Plus que la puissance brute (210 ch), c'est la rondeur remarquable de la mécanique qui enchante. Le couple de 280 Nm constant de 3 000 à 5 000 tr/min garantit des relances d'une souplesse en parfaite adéquation avec le standing de l'auto. Avec la boîte de vitesses à variation continue, les changements de rapports s'effectuent sans à-coups pour le plus grand confort des passagers.

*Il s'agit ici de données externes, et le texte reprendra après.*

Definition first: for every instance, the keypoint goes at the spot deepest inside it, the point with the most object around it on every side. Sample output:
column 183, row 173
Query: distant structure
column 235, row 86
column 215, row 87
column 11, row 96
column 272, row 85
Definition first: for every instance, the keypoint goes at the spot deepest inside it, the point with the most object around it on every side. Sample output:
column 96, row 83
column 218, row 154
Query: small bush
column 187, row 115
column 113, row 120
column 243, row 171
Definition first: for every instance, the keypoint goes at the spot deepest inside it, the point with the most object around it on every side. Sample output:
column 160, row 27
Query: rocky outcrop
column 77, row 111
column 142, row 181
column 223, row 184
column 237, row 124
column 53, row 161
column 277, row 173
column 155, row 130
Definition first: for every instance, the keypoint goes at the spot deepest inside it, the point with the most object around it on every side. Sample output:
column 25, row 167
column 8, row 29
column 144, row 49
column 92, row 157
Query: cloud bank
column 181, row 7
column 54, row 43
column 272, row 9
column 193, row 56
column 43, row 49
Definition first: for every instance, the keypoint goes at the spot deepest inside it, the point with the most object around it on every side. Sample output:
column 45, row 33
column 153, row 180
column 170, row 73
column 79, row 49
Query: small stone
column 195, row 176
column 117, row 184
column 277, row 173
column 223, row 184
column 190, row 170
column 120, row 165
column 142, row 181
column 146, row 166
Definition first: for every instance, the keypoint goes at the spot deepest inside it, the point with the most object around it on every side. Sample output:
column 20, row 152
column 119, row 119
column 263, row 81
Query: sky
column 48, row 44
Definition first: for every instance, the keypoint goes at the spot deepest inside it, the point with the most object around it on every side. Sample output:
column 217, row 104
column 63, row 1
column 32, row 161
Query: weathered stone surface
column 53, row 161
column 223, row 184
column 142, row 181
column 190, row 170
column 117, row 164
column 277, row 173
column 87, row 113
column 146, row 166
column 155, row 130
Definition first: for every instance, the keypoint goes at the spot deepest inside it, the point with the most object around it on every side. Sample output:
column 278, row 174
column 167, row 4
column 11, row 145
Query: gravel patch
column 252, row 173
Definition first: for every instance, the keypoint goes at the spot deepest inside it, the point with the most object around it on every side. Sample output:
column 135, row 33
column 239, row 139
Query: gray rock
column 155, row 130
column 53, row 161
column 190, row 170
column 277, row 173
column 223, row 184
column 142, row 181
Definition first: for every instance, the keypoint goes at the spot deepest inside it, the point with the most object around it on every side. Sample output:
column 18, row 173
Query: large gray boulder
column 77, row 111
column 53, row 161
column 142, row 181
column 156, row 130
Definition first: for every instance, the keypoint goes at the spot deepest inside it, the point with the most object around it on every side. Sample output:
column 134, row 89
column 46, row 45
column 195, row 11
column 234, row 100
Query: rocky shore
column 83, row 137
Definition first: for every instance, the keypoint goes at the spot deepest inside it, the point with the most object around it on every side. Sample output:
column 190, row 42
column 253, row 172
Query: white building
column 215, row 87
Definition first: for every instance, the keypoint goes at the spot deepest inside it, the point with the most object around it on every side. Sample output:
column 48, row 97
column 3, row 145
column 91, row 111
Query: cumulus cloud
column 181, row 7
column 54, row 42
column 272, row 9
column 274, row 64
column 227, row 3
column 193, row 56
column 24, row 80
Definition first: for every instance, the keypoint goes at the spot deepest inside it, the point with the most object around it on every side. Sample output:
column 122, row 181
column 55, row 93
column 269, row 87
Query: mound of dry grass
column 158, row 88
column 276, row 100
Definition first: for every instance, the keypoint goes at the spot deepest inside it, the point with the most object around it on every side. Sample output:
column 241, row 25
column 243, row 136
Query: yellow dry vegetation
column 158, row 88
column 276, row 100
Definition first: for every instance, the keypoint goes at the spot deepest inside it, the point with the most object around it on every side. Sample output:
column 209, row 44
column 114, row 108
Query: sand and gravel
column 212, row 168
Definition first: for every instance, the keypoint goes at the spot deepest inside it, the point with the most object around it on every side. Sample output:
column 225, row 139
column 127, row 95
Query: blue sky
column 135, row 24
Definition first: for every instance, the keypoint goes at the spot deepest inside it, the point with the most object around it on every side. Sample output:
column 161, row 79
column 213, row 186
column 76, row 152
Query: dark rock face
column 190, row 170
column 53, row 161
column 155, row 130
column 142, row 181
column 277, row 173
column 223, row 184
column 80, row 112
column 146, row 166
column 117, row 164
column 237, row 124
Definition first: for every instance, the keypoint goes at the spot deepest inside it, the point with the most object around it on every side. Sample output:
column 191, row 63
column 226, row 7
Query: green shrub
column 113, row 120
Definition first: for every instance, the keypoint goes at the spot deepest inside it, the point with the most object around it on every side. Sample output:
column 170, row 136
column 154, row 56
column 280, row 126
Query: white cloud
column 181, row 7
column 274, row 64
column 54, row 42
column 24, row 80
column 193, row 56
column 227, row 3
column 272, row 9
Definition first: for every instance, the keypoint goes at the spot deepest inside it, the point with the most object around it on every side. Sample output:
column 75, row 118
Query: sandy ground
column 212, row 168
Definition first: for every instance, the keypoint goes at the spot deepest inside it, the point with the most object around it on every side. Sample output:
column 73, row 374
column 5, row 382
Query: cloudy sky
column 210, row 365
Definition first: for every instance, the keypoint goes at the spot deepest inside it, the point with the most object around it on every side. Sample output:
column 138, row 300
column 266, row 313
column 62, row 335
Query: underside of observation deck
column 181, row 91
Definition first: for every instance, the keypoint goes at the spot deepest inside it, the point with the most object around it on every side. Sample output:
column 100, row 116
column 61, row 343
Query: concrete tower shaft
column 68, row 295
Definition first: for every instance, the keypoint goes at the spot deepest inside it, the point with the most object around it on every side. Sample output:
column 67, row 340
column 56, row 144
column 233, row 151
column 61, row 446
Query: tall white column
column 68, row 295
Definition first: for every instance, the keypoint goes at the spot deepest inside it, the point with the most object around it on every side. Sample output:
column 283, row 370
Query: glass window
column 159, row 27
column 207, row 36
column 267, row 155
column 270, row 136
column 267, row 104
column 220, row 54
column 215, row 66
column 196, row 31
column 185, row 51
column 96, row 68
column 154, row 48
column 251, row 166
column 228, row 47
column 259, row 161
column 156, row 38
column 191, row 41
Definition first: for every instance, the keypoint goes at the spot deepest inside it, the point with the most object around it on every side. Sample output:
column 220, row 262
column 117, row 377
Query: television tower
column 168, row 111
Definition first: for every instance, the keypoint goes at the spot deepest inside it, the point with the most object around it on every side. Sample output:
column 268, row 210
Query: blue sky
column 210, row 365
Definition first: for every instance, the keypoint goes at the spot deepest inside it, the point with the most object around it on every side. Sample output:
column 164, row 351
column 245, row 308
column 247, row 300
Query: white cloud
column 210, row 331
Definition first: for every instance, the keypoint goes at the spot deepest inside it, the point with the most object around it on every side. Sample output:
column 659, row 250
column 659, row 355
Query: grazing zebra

Non content de présenter des qualités de roulement d'une douceur et d'une discrétion certaines, cette A8 affiche un rapport performances/consommation de premier plan : passage de 0 à 100 km/h en 8 secondes et 8,3 l aux 100 km en moyenne quand la 3.0 TDI réclame 8,5 l.
Bonnes vibrations
Pour parvenir à ce résultat, Audi a profité des avantages de la structure aluminium et a suivi cette logique en ne l'alourdissant pas de la transmission Quattro. Ce faisant, le poids de cette traction avant atteint 1 690 kg à vide. Enfin, l'A8 se met à jour techniquement avec l'adoption d'une alerte de franchissement de lignes par vibrations dans le volant et d'indicateurs d'angle mort dans les rétroviseurs.